Kosovar refugees aren't like Palestinians; mommies worry because they like it.
Apr 22, 1999 | Miss Israel visits the Balkans
BY FLORE DE PRENEUF
(04/15/99)
The snide tone of the recent article by Flore de Preneuf regarding Israel's efforts to aid Kosovar refugees was entirely inappropriate. Israel's motives for doing the simplest of things are always being impugned by people who assume that Israel always has ulterior motives for doing anything, aiding refugees in particular. They're damned if they do and damned if they don't. If they sit on their hands, they're accused of ignoring the plight of the refugees because they're Muslims. If they actually help them, they're sniggered at by smug nihilists who think the whole thing is nothing but a dishonest publicity stunt, concocted to suck up to public opinion.
The situations of the Kosovars and the Palestinians are not in any way analogous. While it is unfortunate, and while an equitable solution is greatly to be hoped for, the plight of the Palestinian Arab refugees is most definitely not the fault of Israel, as much as the article tries to insinuate this. The Palestinians were displaced as a result of a series of wars against Israel instigated by the Arabs, the stated purpose of which was the destruction of Israel. Ever since the PLO was founded by the Arab League (prior to the 1967 war, I might add), the Palestinian Arabs have gone out of their way to let everyone know that they wholeheartedly supported the PLO program, which, until very recently, explicitly called for the destruction of Israel by violence and the forcible banishment of most of the Jews who live there. Indeed, if Arafat's continuing statements to Arab-language media are any indication, the PLO has not yet genuinely repudiated this aim, regardless of the agreements they into which they have entered. The Palestinian refugee camps were created and maintained by the Arabs for the specific purpose of preventing Palestinian integration into the surrounding Arab countries -- keeping the eyes of the world focused on a problem that they made no effort to solve, and insuring that there would be a steady supply of desperate and violent people to fill the ranks of the fedayeen. Unfortunately, this strategy has worked only too well, aided and abetted by irresponsible journalists like de Preneuf.
The Kosovars, on the other hand, are genuine civilian victims of a planned campaign of genocide, who have never threatened Israel with war and destruction. It is only right to help them.
-- Earl Hartman
Damned to diaper duty
BY JENNIFER BINGHAM HULL
(04/16/99)
This was undoubtedly the worst piece of writing I have seen in Salon. Hull finally admits the truth near the end of page 2: "I say I want help but I also want control, of all these little things I care about and he doesn't." Nowhere in the article does she mention talking to her husband about the things that bother her, and why would she? He doesn't care, and she is not shy about proclaiming her assumptions as fact.

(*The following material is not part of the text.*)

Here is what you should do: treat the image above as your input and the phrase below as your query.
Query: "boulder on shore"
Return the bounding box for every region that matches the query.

I would not deny that the father-child bond is much different than the mother-child bond, but as a father who told his wife to finish dressing while I changed and dressed my baby daughter in the outfit that I had selected; as a father who checked diapers, ointments and baby food in the morning and brought the replenishments home at night; and as a father who inspired laughter more than once when the pacifier or a tiny toy fell from a pocket at work, I would like to suggest that Hull take her passive-aggressive arrogance and toss it in the diaper pail, before her husband goes from passive to aggressive and leaves her to experience single motherhood. Then she can really whine.
-- Andy House
I don't know about her husband, but Jennifer Hull certainly sounds like a shrew. Consider this possibility: You worry because you like it, not because it matters. He doesn't like it, and so worries only about things that matter. Women have a lot invested in saying that men don't do enough. I've seen plenty of women say that in cases where it clearly isn't true: where the woman is a whining layabout while the husband cooks, cleans and entertains the kids. And even where it's true, it's often true because the woman is worrying for the sake of worrying. So you stayed up all night worrying about wipe warmers? Maybe the father just thinks kids need to get used to the idea that sometimes in life, your ass is cold. Women often value worry for its own sake; men mostly value results. Perhaps that's the real difference.